Sometimes an allegory is so potent and speaks to the most elemental American mythos it must be re-presented over and over again, every decade or two. Such is the case with Jack Finney's novel The Body Snatchers (1955), first adapted for film in 1956 and revisited in 1978, 1993, and finally (so far) in 2007. The villain remains always the same: conformity, relinquishing of the messy individual self to an organized, indifferent cadre of pod people who look and feel seductively like the real thing – until they fail to respond to a chaotic situation or, in the case of the '78 and '93 versions, let out an insane, blood-curdling shriek while pointing at any uninitiated freaks.
Abel Ferrara's take on the story, given a limited release in 1993 and very un-coolly underseen, fits surprisingly neatly in the tradition. The film's writing credits include B-movie masters Larry Cohen and Stuart Gordon, famous for, respectively and among others, The Stuff and Re-Animator, films whose practical gore effects and allegorical cores hearken back to the sci-fi of the 50s and early 60s. So it's clear why they would be interested in revisiting a beloved classic of the genre. The surprise, really, then, is Ferrara, and while the film, appearing between Bad Lieutenant and Dangerous Game, is lacking in the grittiness and blatant controversy-courting of those masterpieces, it also isn't completely in line with its predecessors, and is by turns as enjoyable and disturbing as his fans would hope.
For one, the tale has been transplanted to a military base. Marti, the teenage girl at the center of this version, along with her stepbrother and stepmother, have relocated with her father, an agent of the EPA, who is sent to inspect the base's (careless) treatment of toxic materials stored for eventual use as biological weapons. Both of these revisions—the age of the protagonist and the departure from civilian environs—multiply the symbolic threats of conformity; what disillusioned teenager doesn't see all adults as unfeeling aliens who can't be trusted to listen to their childrens' anxieties about the threats of so-called normality? What organization could be more prone to regulation, to the professional eradication of emotion and the pesky meddling of scientists who warn of dangerous toxic materials, having never set foot on the battlefield, than the American military?

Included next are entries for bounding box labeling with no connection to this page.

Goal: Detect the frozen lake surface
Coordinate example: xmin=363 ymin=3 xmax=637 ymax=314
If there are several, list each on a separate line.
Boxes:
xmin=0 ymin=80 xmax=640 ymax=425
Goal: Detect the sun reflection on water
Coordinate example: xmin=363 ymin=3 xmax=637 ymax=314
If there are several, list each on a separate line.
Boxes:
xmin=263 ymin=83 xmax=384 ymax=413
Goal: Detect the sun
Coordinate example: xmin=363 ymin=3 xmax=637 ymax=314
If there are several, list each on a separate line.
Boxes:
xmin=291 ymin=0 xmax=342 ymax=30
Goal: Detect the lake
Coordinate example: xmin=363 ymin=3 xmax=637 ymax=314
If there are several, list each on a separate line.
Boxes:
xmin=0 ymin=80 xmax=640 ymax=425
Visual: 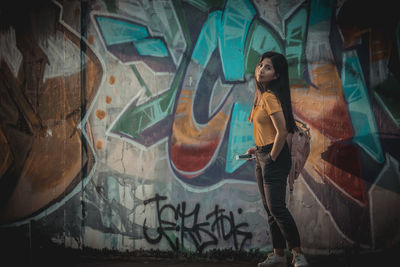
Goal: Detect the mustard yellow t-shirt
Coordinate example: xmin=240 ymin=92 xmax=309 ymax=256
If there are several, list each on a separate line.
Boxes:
xmin=253 ymin=92 xmax=282 ymax=146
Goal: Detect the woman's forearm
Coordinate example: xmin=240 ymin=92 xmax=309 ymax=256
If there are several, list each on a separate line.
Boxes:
xmin=270 ymin=133 xmax=287 ymax=161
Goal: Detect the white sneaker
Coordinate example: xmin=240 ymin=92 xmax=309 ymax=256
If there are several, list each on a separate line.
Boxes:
xmin=292 ymin=253 xmax=309 ymax=267
xmin=258 ymin=253 xmax=287 ymax=267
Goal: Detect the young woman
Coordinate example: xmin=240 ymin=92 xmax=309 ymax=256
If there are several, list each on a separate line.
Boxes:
xmin=247 ymin=52 xmax=308 ymax=267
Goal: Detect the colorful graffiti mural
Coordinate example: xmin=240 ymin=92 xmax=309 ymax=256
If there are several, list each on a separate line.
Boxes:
xmin=0 ymin=0 xmax=400 ymax=252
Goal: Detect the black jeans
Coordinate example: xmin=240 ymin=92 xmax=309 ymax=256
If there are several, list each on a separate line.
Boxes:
xmin=255 ymin=143 xmax=300 ymax=249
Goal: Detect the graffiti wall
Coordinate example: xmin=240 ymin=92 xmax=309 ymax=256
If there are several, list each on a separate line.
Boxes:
xmin=0 ymin=0 xmax=400 ymax=254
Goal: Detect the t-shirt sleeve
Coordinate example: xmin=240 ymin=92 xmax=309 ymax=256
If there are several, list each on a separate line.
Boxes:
xmin=264 ymin=94 xmax=282 ymax=115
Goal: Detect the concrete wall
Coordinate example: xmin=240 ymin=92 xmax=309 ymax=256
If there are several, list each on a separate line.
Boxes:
xmin=0 ymin=0 xmax=400 ymax=254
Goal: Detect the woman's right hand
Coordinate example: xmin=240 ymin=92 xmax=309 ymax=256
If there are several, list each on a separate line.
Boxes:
xmin=246 ymin=146 xmax=256 ymax=161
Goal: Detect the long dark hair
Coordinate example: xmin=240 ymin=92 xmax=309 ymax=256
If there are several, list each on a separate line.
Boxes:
xmin=249 ymin=51 xmax=297 ymax=133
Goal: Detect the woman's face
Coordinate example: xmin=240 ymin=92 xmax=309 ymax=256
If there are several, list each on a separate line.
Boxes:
xmin=255 ymin=57 xmax=277 ymax=84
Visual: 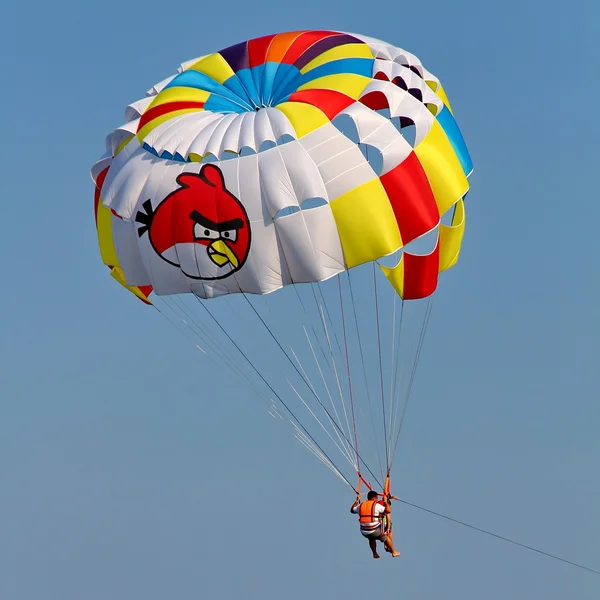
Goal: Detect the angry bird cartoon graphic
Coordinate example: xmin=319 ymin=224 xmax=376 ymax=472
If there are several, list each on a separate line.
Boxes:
xmin=135 ymin=164 xmax=251 ymax=280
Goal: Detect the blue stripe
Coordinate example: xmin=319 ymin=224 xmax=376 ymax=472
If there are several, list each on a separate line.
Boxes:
xmin=165 ymin=71 xmax=250 ymax=112
xmin=436 ymin=106 xmax=473 ymax=176
xmin=272 ymin=65 xmax=302 ymax=104
xmin=298 ymin=58 xmax=373 ymax=87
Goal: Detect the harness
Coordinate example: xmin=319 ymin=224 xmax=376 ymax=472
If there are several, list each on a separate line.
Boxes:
xmin=358 ymin=500 xmax=381 ymax=523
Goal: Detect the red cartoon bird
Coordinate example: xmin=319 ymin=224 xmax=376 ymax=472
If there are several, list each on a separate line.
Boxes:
xmin=135 ymin=164 xmax=250 ymax=279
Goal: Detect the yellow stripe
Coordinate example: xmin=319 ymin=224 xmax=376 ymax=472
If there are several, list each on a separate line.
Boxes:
xmin=300 ymin=44 xmax=375 ymax=74
xmin=440 ymin=199 xmax=465 ymax=273
xmin=298 ymin=73 xmax=371 ymax=100
xmin=187 ymin=53 xmax=235 ymax=83
xmin=426 ymin=81 xmax=452 ymax=112
xmin=110 ymin=267 xmax=152 ymax=304
xmin=97 ymin=198 xmax=119 ymax=267
xmin=113 ymin=134 xmax=135 ymax=158
xmin=137 ymin=108 xmax=204 ymax=142
xmin=379 ymin=255 xmax=404 ymax=300
xmin=146 ymin=86 xmax=210 ymax=111
xmin=415 ymin=121 xmax=469 ymax=215
xmin=329 ymin=178 xmax=402 ymax=269
xmin=275 ymin=102 xmax=329 ymax=138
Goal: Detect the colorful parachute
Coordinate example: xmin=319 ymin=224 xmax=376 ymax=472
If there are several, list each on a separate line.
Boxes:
xmin=92 ymin=31 xmax=472 ymax=494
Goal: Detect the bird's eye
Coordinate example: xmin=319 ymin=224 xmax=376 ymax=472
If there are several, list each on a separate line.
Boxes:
xmin=221 ymin=229 xmax=237 ymax=242
xmin=194 ymin=223 xmax=219 ymax=240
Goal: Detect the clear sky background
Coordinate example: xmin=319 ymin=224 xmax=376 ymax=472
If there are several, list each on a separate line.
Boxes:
xmin=0 ymin=0 xmax=600 ymax=600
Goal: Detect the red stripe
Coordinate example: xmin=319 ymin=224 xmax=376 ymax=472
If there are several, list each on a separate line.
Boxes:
xmin=380 ymin=152 xmax=440 ymax=244
xmin=289 ymin=89 xmax=355 ymax=121
xmin=403 ymin=239 xmax=440 ymax=300
xmin=360 ymin=91 xmax=390 ymax=110
xmin=138 ymin=101 xmax=204 ymax=131
xmin=248 ymin=34 xmax=275 ymax=68
xmin=281 ymin=31 xmax=338 ymax=65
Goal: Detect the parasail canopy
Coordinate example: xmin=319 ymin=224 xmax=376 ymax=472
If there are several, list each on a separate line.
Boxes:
xmin=92 ymin=31 xmax=472 ymax=494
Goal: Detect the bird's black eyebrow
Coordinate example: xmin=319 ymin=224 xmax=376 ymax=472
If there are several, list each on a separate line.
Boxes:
xmin=190 ymin=210 xmax=244 ymax=232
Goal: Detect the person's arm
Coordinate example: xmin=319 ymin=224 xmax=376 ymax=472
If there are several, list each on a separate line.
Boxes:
xmin=385 ymin=496 xmax=392 ymax=515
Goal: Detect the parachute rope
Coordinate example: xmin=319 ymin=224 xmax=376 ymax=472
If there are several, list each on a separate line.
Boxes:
xmin=239 ymin=293 xmax=381 ymax=489
xmin=194 ymin=295 xmax=354 ymax=489
xmin=396 ymin=498 xmax=600 ymax=575
xmin=346 ymin=271 xmax=384 ymax=481
xmin=288 ymin=342 xmax=358 ymax=468
xmin=292 ymin=327 xmax=353 ymax=464
xmin=337 ymin=277 xmax=360 ymax=473
xmin=390 ymin=295 xmax=433 ymax=468
xmin=373 ymin=262 xmax=390 ymax=471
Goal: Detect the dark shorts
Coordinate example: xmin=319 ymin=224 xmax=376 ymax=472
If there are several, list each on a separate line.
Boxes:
xmin=360 ymin=524 xmax=387 ymax=542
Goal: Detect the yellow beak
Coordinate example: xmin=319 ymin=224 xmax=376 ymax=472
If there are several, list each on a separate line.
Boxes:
xmin=208 ymin=240 xmax=239 ymax=269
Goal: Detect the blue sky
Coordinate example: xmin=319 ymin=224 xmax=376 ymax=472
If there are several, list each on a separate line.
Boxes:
xmin=0 ymin=0 xmax=600 ymax=600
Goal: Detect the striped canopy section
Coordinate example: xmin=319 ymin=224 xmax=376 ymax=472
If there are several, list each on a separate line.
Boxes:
xmin=92 ymin=31 xmax=472 ymax=302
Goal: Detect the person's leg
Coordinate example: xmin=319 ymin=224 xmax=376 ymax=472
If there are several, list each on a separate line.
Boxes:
xmin=383 ymin=531 xmax=400 ymax=556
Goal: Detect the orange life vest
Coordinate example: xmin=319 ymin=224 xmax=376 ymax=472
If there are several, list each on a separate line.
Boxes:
xmin=358 ymin=500 xmax=379 ymax=523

There's both a cheekiness and an effective creeping terror inherent to these and other Ferrara-ian flourishes (including the truly disgusting death throes faced by a number of unfortunate pod people and a stomach-chilling final voiceover) that demand a big screen and a full house. Of course, the Body Snatchers story's contemporary relevance requires no explanation, nor its heartburn-inducing timeliness as we approach a particularly terrifying November.